All of lore.kernel.org
 help / color / mirror / Atom feed
From: "Russell King (Oracle)" <linux@armlinux.org.uk>
To: Jijie Shao <shaojijie@huawei.com>
Cc: f.fainelli@gmail.com, Andrew Lunn <andrew@lunn.ch>,
	davem@davemloft.net, edumazet@google.com, hkallweit1@gmail.com,
	kuba@kernel.org, netdev@vger.kernel.org, pabeni@redhat.com,
	"shenjian15@huawei.com" <shenjian15@huawei.com>,
	"liuyonglong@huawei.com" <liuyonglong@huawei.com>,
	wangjie125@huawei.com, chenhao418@huawei.com,
	Hao Lan <lanhao@huawei.com>,
	"wangpeiyang1@huawei.com" <wangpeiyang1@huawei.com>
Subject: Re: [PATCH net-next] net: phy: avoid kernel warning dump when stopping an errored PHY
Date: Mon, 4 Sep 2023 15:42:50 +0100	[thread overview]
Message-ID: <ZPXs6i2S8GSCpVOV@shell.armlinux.org.uk> (raw)
In-Reply-To: <8e7e02d8-2b2a-8619-e607-fbac50706252@huawei.com>

On Mon, Sep 04, 2023 at 05:50:32PM +0800, Jijie Shao wrote:
> Hi all,
> We encountered an issue when resetting our netdevice recently, it seems
> related to this patch.
> 
> During our process, we stop phy first and call phy_start() later.
> phy_check_link_status returns error because it read mdio failed. The
> reason why it happened is that the cmdq is unusable when we reset and we
> can't access to mdio.

Are you suggesting that the sequence is:

phy_stop();
reset netdev
phy_start();

?

Is the reason for doing this because you've already detected an issue
with the hardware, and you're trying to recover it - and before you've
called phy_stop() the hardware is already dead?

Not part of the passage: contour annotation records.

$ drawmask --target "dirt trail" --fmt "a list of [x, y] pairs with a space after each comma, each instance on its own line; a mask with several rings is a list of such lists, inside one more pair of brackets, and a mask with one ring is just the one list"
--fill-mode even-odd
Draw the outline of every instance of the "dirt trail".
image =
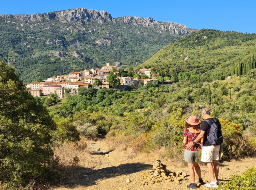
[[[100, 147], [99, 151], [97, 149]], [[91, 162], [95, 166], [90, 173], [81, 174], [76, 184], [60, 187], [55, 189], [67, 190], [74, 189], [77, 190], [88, 189], [186, 189], [186, 186], [190, 184], [189, 180], [183, 181], [178, 185], [173, 183], [163, 182], [146, 186], [140, 184], [141, 177], [140, 172], [145, 169], [152, 168], [154, 160], [150, 157], [140, 159], [145, 162], [139, 161], [137, 159], [129, 159], [123, 152], [113, 151], [109, 149], [104, 141], [89, 144], [89, 149], [91, 156]], [[102, 152], [101, 153], [100, 152]], [[102, 153], [103, 153], [102, 154]], [[105, 156], [107, 154], [108, 156]], [[248, 167], [255, 165], [256, 159], [247, 159], [240, 161], [225, 161], [220, 164], [219, 178], [220, 181], [228, 181], [230, 175], [234, 174], [241, 174]], [[188, 168], [184, 166], [175, 165], [170, 160], [162, 160], [167, 165], [167, 168], [174, 172], [182, 170], [188, 173]], [[210, 179], [206, 166], [201, 166], [203, 179], [208, 182]], [[126, 180], [130, 179], [131, 182], [127, 183]], [[196, 181], [197, 181], [196, 177]], [[198, 189], [207, 189], [204, 185]]]

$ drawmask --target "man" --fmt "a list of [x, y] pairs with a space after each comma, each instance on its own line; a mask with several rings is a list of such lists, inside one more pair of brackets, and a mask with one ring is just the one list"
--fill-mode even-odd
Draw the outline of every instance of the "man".
[[[214, 118], [211, 117], [210, 115], [211, 112], [209, 109], [205, 108], [202, 110], [202, 116], [205, 121], [202, 123], [200, 128], [201, 131], [200, 134], [193, 142], [187, 145], [186, 148], [190, 150], [195, 143], [199, 142], [202, 138], [204, 138], [201, 160], [207, 163], [208, 172], [211, 179], [210, 183], [205, 184], [205, 186], [207, 187], [217, 187], [219, 184], [218, 176], [219, 168], [218, 161], [219, 159], [220, 145], [212, 145], [209, 142], [210, 139], [207, 139], [207, 138], [209, 138], [210, 129], [211, 125], [210, 123], [211, 123], [214, 121]], [[216, 123], [219, 128], [218, 129], [221, 131], [221, 126], [220, 121], [217, 118], [215, 119]], [[212, 167], [213, 163], [214, 167]], [[216, 179], [214, 177], [215, 174]]]

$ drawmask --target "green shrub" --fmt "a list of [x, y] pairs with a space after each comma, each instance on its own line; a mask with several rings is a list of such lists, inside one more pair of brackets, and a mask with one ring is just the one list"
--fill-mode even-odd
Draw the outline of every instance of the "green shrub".
[[78, 125], [76, 128], [81, 136], [86, 136], [87, 134], [87, 130], [92, 126], [90, 123], [86, 123], [82, 125]]
[[54, 133], [56, 142], [75, 142], [80, 140], [79, 133], [72, 122], [71, 118], [67, 118], [56, 122], [57, 130]]
[[56, 125], [38, 100], [14, 68], [0, 61], [0, 181], [7, 187], [52, 177], [45, 166], [53, 155], [51, 134]]
[[89, 127], [87, 129], [86, 136], [89, 139], [95, 140], [99, 135], [98, 128], [96, 126]]
[[256, 188], [256, 168], [247, 169], [242, 175], [231, 176], [231, 180], [225, 183], [221, 183], [219, 190], [253, 190]]

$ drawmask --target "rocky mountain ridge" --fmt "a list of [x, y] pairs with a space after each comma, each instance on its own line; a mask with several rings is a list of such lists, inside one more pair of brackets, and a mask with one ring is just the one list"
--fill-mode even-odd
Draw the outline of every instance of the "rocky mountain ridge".
[[73, 22], [76, 25], [83, 26], [97, 23], [100, 24], [106, 22], [116, 24], [122, 22], [137, 27], [143, 26], [156, 28], [164, 31], [178, 35], [187, 35], [195, 31], [189, 28], [186, 25], [171, 22], [158, 21], [152, 17], [144, 18], [132, 16], [124, 16], [114, 18], [108, 12], [105, 10], [99, 12], [96, 10], [88, 9], [85, 8], [78, 8], [45, 13], [25, 15], [0, 15], [5, 19], [16, 19], [24, 23], [35, 23], [44, 20], [55, 19], [63, 23]]

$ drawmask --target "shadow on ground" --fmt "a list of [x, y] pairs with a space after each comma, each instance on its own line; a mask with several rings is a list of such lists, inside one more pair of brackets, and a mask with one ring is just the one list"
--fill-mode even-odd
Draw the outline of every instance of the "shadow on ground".
[[92, 155], [99, 155], [102, 154], [108, 154], [109, 153], [111, 152], [112, 151], [114, 151], [114, 149], [112, 149], [105, 152], [90, 152], [90, 154]]
[[[76, 186], [88, 186], [94, 185], [98, 180], [114, 177], [117, 176], [135, 173], [145, 169], [150, 169], [152, 165], [142, 163], [135, 163], [125, 164], [117, 166], [112, 166], [92, 171], [93, 173], [82, 174], [79, 177], [79, 182], [75, 184], [65, 185], [66, 187], [72, 188]], [[82, 167], [79, 168], [82, 171]]]

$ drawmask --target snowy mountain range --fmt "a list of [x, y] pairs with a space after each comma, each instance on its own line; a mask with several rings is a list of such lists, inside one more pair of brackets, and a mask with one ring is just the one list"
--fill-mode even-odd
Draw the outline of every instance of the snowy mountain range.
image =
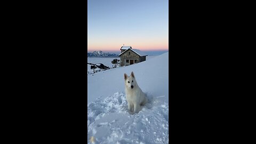
[[87, 57], [118, 57], [118, 55], [114, 53], [105, 53], [101, 51], [87, 52]]

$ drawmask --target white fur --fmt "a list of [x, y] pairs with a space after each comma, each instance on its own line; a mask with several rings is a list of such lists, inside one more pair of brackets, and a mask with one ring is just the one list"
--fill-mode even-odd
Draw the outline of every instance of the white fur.
[[[138, 113], [140, 109], [140, 105], [145, 105], [148, 100], [145, 94], [139, 87], [133, 72], [132, 72], [130, 76], [124, 74], [124, 83], [128, 108], [133, 114]], [[133, 86], [133, 89], [132, 86]]]

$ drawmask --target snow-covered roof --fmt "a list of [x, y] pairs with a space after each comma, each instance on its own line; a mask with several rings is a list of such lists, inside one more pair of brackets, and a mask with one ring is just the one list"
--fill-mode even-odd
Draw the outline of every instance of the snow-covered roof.
[[132, 47], [131, 46], [122, 46], [121, 49], [120, 49], [120, 50], [125, 50], [130, 48], [132, 49]]
[[122, 53], [120, 53], [118, 56], [120, 57], [123, 53], [125, 53], [126, 51], [127, 51], [128, 50], [131, 50], [131, 51], [133, 51], [135, 53], [137, 53], [138, 55], [140, 55], [140, 57], [142, 56], [147, 56], [148, 55], [146, 54], [145, 52], [142, 52], [139, 50], [137, 49], [128, 49], [126, 50], [125, 51], [123, 51]]

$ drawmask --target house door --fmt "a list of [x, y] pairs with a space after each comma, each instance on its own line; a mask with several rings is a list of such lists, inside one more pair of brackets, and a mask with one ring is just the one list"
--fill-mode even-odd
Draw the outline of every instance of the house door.
[[130, 60], [130, 65], [133, 64], [133, 60]]

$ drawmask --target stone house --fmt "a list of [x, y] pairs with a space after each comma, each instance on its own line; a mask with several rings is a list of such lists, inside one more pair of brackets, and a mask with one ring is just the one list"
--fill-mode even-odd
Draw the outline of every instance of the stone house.
[[122, 46], [120, 50], [121, 53], [118, 56], [121, 57], [121, 67], [145, 61], [146, 57], [148, 55], [139, 50], [133, 49], [131, 46]]

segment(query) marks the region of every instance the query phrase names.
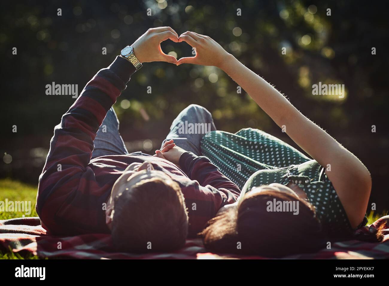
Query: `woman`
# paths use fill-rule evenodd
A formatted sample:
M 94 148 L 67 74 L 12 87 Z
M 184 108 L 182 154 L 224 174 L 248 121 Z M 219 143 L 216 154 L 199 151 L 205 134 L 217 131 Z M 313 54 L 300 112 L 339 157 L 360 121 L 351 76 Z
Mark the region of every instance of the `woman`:
M 187 32 L 179 38 L 183 41 L 196 55 L 180 59 L 177 65 L 223 70 L 314 159 L 251 128 L 204 137 L 203 154 L 242 188 L 238 201 L 221 209 L 203 232 L 205 246 L 279 257 L 324 248 L 328 242 L 349 239 L 364 225 L 371 180 L 361 161 L 212 39 Z M 163 153 L 168 160 L 174 149 Z M 298 211 L 270 207 L 292 202 Z M 367 236 L 382 239 L 380 233 Z

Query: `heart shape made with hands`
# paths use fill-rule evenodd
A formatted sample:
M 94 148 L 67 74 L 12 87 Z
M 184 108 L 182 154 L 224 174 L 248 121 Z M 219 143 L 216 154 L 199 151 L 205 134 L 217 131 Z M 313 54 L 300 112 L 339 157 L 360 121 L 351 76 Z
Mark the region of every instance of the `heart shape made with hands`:
M 161 44 L 168 39 L 175 43 L 186 42 L 194 56 L 181 58 L 177 60 L 175 52 L 171 51 L 170 54 L 166 54 L 163 51 Z M 141 63 L 166 61 L 177 65 L 193 63 L 220 67 L 228 55 L 221 46 L 208 36 L 190 31 L 179 36 L 170 27 L 149 29 L 132 46 L 135 56 Z M 173 49 L 173 46 L 170 49 Z
M 182 58 L 194 57 L 196 56 L 195 48 L 184 41 L 177 42 L 165 41 L 161 43 L 161 46 L 162 53 L 174 57 L 177 62 Z

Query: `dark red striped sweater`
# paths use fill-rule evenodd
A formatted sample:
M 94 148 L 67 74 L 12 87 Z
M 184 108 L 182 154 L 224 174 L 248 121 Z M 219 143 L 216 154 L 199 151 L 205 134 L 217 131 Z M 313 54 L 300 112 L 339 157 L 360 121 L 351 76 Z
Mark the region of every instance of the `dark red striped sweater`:
M 103 204 L 126 168 L 146 160 L 181 186 L 188 208 L 190 236 L 201 231 L 220 207 L 234 202 L 239 195 L 238 187 L 207 158 L 189 152 L 181 156 L 182 170 L 152 156 L 128 154 L 91 160 L 98 128 L 135 72 L 129 62 L 117 57 L 87 84 L 54 128 L 39 177 L 36 205 L 42 225 L 49 233 L 109 233 Z M 62 170 L 58 171 L 60 164 Z

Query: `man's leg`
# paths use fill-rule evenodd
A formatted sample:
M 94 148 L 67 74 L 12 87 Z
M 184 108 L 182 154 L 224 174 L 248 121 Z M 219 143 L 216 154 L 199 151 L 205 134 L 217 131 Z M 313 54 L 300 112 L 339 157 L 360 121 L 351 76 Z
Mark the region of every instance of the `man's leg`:
M 112 107 L 107 112 L 93 141 L 95 149 L 92 152 L 92 159 L 107 155 L 128 154 L 119 130 L 119 121 Z
M 175 119 L 162 146 L 172 139 L 175 144 L 198 156 L 201 155 L 200 142 L 206 133 L 216 130 L 210 113 L 204 107 L 191 104 Z

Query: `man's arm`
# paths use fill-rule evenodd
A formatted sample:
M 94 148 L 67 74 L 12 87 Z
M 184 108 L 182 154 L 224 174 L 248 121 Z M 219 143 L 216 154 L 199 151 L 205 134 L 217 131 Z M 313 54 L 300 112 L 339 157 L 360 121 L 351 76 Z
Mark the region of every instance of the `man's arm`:
M 168 39 L 177 41 L 177 33 L 172 31 L 168 27 L 149 29 L 131 45 L 138 60 L 175 63 L 177 60 L 164 54 L 160 46 Z M 98 191 L 102 187 L 88 165 L 99 127 L 135 70 L 127 60 L 117 57 L 87 84 L 56 126 L 39 177 L 36 205 L 43 223 L 51 230 L 60 232 L 65 228 L 54 220 L 58 216 L 62 225 L 71 224 L 75 218 L 79 225 L 88 225 L 96 231 L 101 228 L 98 222 L 90 218 L 98 217 L 93 215 L 96 206 L 105 200 L 100 197 Z
M 58 224 L 54 214 L 71 204 L 86 205 L 97 197 L 82 193 L 93 191 L 82 189 L 96 186 L 95 175 L 88 167 L 93 140 L 108 111 L 126 87 L 135 68 L 126 60 L 117 57 L 108 68 L 101 70 L 87 84 L 81 95 L 62 116 L 54 129 L 54 135 L 46 163 L 39 177 L 37 211 L 43 223 L 55 232 Z M 76 193 L 74 193 L 75 192 Z M 83 198 L 84 201 L 76 201 Z M 90 202 L 85 200 L 88 198 Z M 67 202 L 67 207 L 63 204 Z M 100 202 L 102 204 L 103 201 Z M 82 220 L 82 218 L 80 218 Z M 98 222 L 91 222 L 92 225 Z

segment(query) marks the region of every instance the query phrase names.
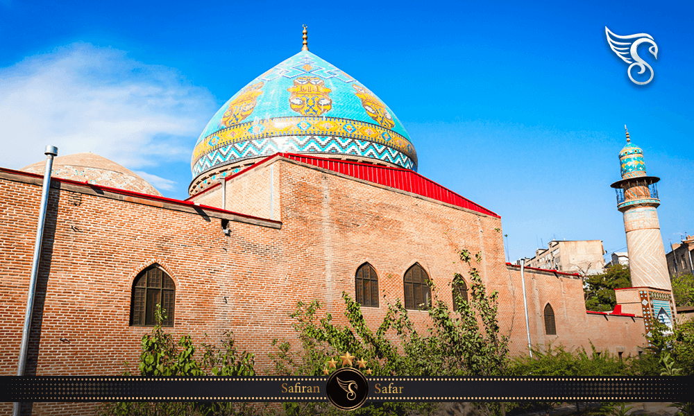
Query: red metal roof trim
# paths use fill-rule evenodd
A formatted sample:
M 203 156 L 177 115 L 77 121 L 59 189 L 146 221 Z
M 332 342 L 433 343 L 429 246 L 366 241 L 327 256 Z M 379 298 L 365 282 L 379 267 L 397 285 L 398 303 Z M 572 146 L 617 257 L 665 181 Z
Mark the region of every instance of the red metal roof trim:
M 513 267 L 517 267 L 518 268 L 520 268 L 520 266 L 519 265 L 512 264 L 511 263 L 507 263 L 506 266 L 511 266 Z M 550 269 L 539 269 L 534 267 L 525 267 L 523 268 L 525 268 L 527 270 L 539 270 L 541 272 L 550 272 L 552 273 L 557 273 L 557 275 L 564 275 L 565 276 L 580 276 L 580 275 L 579 275 L 578 273 L 566 273 L 565 272 L 560 272 L 559 270 L 550 270 Z
M 369 182 L 395 188 L 400 191 L 416 193 L 421 196 L 430 198 L 437 201 L 460 207 L 461 208 L 466 208 L 498 218 L 501 218 L 496 213 L 489 211 L 479 204 L 475 204 L 470 200 L 409 169 L 380 166 L 366 163 L 335 160 L 334 159 L 316 157 L 307 155 L 296 155 L 294 153 L 278 153 L 277 155 L 297 162 L 329 169 L 353 177 L 368 180 Z M 262 163 L 266 159 L 264 159 L 259 163 Z M 248 169 L 253 168 L 255 166 L 251 166 Z M 239 172 L 239 174 L 241 173 Z M 233 177 L 233 176 L 230 177 Z
M 615 306 L 614 310 L 612 311 L 611 312 L 598 312 L 597 311 L 586 311 L 586 313 L 593 313 L 594 315 L 607 315 L 609 316 L 630 316 L 632 318 L 636 317 L 636 315 L 633 313 L 622 313 L 622 305 Z
M 8 173 L 12 173 L 14 175 L 19 175 L 22 176 L 28 176 L 29 177 L 34 177 L 37 179 L 43 179 L 43 175 L 38 175 L 37 173 L 30 173 L 28 172 L 23 172 L 22 171 L 15 171 L 14 169 L 9 169 L 8 168 L 0 168 L 0 172 L 7 172 Z M 136 198 L 141 198 L 143 199 L 149 199 L 153 201 L 160 201 L 162 202 L 169 202 L 170 204 L 174 204 L 176 205 L 185 205 L 187 207 L 199 207 L 200 208 L 204 208 L 205 209 L 209 209 L 210 211 L 214 211 L 217 212 L 221 212 L 224 214 L 232 214 L 234 215 L 237 215 L 241 217 L 246 218 L 253 218 L 256 220 L 262 220 L 264 221 L 269 221 L 271 223 L 276 223 L 277 224 L 282 224 L 282 221 L 278 221 L 276 220 L 271 220 L 269 218 L 262 218 L 260 217 L 253 216 L 252 215 L 246 215 L 245 214 L 241 214 L 240 212 L 234 212 L 233 211 L 228 211 L 227 209 L 222 209 L 221 208 L 217 208 L 216 207 L 210 207 L 209 205 L 202 205 L 196 204 L 195 202 L 190 201 L 182 201 L 180 200 L 173 199 L 170 198 L 166 198 L 165 196 L 156 196 L 154 195 L 149 195 L 147 193 L 140 193 L 139 192 L 134 192 L 133 191 L 126 191 L 125 189 L 120 189 L 119 188 L 112 188 L 110 187 L 105 187 L 103 185 L 97 185 L 96 184 L 90 184 L 87 182 L 79 182 L 76 180 L 72 180 L 71 179 L 63 179 L 62 177 L 57 177 L 55 176 L 51 177 L 51 182 L 58 182 L 65 184 L 69 184 L 71 185 L 77 185 L 81 187 L 93 188 L 96 189 L 101 189 L 103 191 L 108 191 L 109 192 L 112 192 L 114 193 L 119 193 L 121 195 L 125 195 L 128 196 L 134 196 Z

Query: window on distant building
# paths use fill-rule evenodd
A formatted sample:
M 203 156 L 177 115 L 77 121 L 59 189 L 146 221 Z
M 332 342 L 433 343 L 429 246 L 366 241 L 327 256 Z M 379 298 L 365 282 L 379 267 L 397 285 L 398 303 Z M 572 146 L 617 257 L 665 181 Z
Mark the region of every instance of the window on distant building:
M 550 304 L 545 306 L 545 333 L 557 335 L 557 327 L 555 325 L 555 311 Z
M 130 325 L 155 325 L 154 312 L 160 304 L 167 317 L 162 321 L 162 325 L 173 327 L 175 299 L 174 280 L 158 265 L 148 267 L 137 275 L 133 284 Z
M 355 293 L 362 306 L 378 307 L 378 277 L 371 265 L 364 263 L 357 269 Z
M 458 304 L 456 302 L 456 298 L 459 301 L 464 300 L 468 301 L 468 285 L 466 284 L 465 281 L 460 279 L 459 283 L 453 285 L 453 312 L 456 312 L 458 310 Z M 457 295 L 457 296 L 456 295 Z
M 426 309 L 431 306 L 432 293 L 429 275 L 415 263 L 405 272 L 405 307 L 407 309 Z

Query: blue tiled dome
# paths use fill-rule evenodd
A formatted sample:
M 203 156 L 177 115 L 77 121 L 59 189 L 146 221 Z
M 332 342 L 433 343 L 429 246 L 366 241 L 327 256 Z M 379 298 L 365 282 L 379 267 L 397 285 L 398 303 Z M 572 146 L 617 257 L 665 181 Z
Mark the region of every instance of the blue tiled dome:
M 212 116 L 193 177 L 277 152 L 353 155 L 416 171 L 405 127 L 357 80 L 308 51 L 260 75 Z
M 643 150 L 631 142 L 622 148 L 619 152 L 620 171 L 622 177 L 643 176 L 646 174 L 646 166 L 643 162 Z

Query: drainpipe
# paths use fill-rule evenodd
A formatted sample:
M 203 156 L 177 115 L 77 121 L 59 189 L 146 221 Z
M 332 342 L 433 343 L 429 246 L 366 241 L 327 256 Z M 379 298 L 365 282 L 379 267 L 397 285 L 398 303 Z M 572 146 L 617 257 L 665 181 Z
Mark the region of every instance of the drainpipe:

If that is the case, I'm not really sure what you expect to happen
here. You've identified a race where the state machine is running in
unison with phy_stop(), but in this circumstance it is also possible
that the state machine could complete executing and have called
phy_error_precise() before phy_stop() has even been called. In that
case, you'll still get a warning-splat on the console from
phy_error_precise().

The only difference is that phy_stop() won't warn.

That all said, this is obviously buggy, because phy_stop() has set
the phydev state to PHY_HALTED and the state machine has unexpectedly
changed its state.

I wonder whether we should be tracking the phy_start/stop state
separately, since we've had issues with phy_stop() warning when an
error has occurred (see commit 59088b5a946e).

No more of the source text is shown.